Der Ansatz der Ziffer 7 ist vorgesehen für die
vollständige körperliche Untersuchung mindestens eines der folgenden
Organsysteme: das gesamte Hautorgan, die Stütz- und Bewegungsorgane, alle
Brustorgane, alle Bauchorgane, der gesamte weibliche Genitaltrakt
(gegebenenfalls einschließlich Nieren und ableitende Harnwege). Als
Mindestvoraussetzung für den Ansatz der Ziffer 7 nennt die GOÄ:
-
bei dem Hautorgan: Inspektion der gesamten Haut,
Hautanhangsgebilde und sichtbaren Schleimhäute, gegebenenfalls
einschließlich Prüfung des Dermographismus und Untersuchung mittels
Glasspatel;
-
bei den Stütz- und Bewegungsorganen: Inspektion,.

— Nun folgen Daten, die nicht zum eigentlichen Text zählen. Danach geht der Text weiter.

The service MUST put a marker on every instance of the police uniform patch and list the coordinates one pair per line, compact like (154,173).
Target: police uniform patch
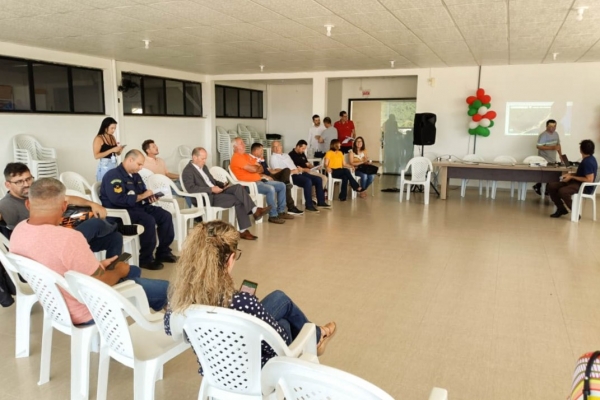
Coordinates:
(117,185)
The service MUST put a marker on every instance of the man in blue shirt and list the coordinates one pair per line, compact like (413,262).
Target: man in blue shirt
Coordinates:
(561,192)
(123,188)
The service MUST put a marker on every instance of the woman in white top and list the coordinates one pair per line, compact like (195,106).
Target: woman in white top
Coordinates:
(358,156)
(106,147)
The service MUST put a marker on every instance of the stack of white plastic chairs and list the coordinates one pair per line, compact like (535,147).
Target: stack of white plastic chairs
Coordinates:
(40,160)
(224,145)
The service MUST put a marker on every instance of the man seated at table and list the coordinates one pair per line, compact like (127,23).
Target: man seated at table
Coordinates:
(561,192)
(246,169)
(197,179)
(300,178)
(548,145)
(41,239)
(278,174)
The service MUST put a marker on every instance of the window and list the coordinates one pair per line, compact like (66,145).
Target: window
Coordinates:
(156,96)
(233,102)
(36,86)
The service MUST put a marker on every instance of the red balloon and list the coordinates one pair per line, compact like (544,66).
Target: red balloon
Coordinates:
(490,115)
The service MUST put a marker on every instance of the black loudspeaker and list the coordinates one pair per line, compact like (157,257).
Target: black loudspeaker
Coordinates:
(424,129)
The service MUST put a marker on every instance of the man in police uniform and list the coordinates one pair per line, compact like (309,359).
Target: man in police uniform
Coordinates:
(123,187)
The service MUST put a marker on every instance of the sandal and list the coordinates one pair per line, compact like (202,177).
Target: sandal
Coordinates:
(327,333)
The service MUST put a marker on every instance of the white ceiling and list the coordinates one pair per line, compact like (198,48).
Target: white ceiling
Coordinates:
(236,36)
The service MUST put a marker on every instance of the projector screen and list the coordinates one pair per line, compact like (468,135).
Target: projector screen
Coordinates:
(529,117)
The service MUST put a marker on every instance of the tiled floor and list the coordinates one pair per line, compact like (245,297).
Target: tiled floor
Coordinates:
(490,299)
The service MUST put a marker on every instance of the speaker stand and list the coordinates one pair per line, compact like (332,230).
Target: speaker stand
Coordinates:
(420,189)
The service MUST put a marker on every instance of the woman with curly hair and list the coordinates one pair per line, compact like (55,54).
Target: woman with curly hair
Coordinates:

Palpation und orientierende Funktionsprüfung der Gelenke und der
Wirbelsäule einschließlich Prüfung der Reflexe;
-
bei den Brustorganen: Auskultation und Perkussion von
Herz und Lunge sowie Blutdruckmessung;
-
bei den Bauchorganen: Palpation, Perkussion und
Auskultation der Bauchorgane einschließlich palpatorischer Prüfung
der Bruchpforten und der Nierenlager;
-
bei dem weiblichen Genitaltrakt: bimanuelle
Untersuchung der Gebärmutter und der Adnexe, Inspektion des äußeren
Genitale, der Vagina und der Portio uteri, Digitaluntersuchung des
Enddarms, gegebenenfalls Palpation der Nierenlager und des
Unterbauchs.
Schließlich liegt eine Untersuchung zur Erhebung des
Ganzkörperstatus im Sinne der GOÄ-Nr. 8 dann vor, wenn folgende
Voraussetzungen erfüllt sind: Untersuchung der Haut, der sichtbaren
Schleimhäute, der Brust- und Bauchorgane, der Stütz- und
Bewegungsorgane, sowie eine orientierende neurologische Untersuchung.